Object builder is what makes a parser actually useful: it takes a sequence of raw parser events and creates strings, numbers, arrays, maps, etc. With this, ijson is functionally complete.
Filtering
Ijson can filter parser events based on a path down JSON hierarchy. For example, in a file like this:
[
{
"name": "John",
"friends": [ ... ]
},
{
"name": "Mary",
"friends": [ ... ]
}
... gazillion more records ...
]
… you would get events with their corresponding paths:
"" StartArray
"item" StartMap
"item" Key("name")
"item.name" String("John")
"item" Key("friends")
"item.friends" StartArray
"item.friends.item" ...
"item.friends" EndArray
"item" EndMap
... ...
"" EndArray
In Python I implemented this by simply pairing each event with its path string in a tuple (path, event)
. In Rust though it feels wrong. The language makes you very conscious of every memory allocation you make, so before even having run a single benchmarks I already worry about creating a new throwaway String instance for every event.
Instead, my filtering parser now accepts a target path, splits it and keeps it as a vector of strings which it then compares with a running path stack which it maintains through the whole iterating process. Maintaining a path stack — also a vector of string — still feels slow but at least I don't join those strings constantly for the sole purpose of comparing.
By the way, I was pleasantly surprised to find two handy functions in Rust's stdlib:
-
String::split_terminator
which works better than the regularString::split
for empty strings, as I want an empty vector in this case:"".split(".") // [""] "".split_terminator(".") // []
-
Vec::starts_with
which has the same semantics asString::starts_with
but compares values in a vector. Python doesn't have it, so I somewhat hastily implemented it only to find it in the docs after it was done. Oh well :-)
Building objects
By now I've flexed my instincts enough so I could write the builder function recursively. It might not seem like a big achievement but I still remember the times just a few weeks ago when I just couldn't persuade the borrow checker to let me do something very similar while I was writing the parser! Now I can't even remember what the problem was. Something silly, for sure…

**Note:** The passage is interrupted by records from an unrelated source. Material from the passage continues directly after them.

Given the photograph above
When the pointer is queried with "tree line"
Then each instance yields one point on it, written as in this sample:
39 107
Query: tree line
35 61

The function itself is short but convoluted with slightly ugly differences between handling array and maps (the latter even has the unreachable!
kludge to satisfy the compiler).
Magical unwrapping
There's a general problem with deserializing any stream of bytes in a statically typed language: what type should a hypothetical parse_json(blob)
return? The answer is, it depends on whatever is in the "blob" and you don't know that in advance.
As far as I know there are two ways of dealing with it:
-
Wrap all possible value types in a tagged union and confine yourself to tedious unwrapping values on every access:
value.as_array().get(0).as_map().get("key").as_int()
. -
Provide a schema for every format you expect from the wire and let some tool generate typed code deserializing bytes into native values of known types.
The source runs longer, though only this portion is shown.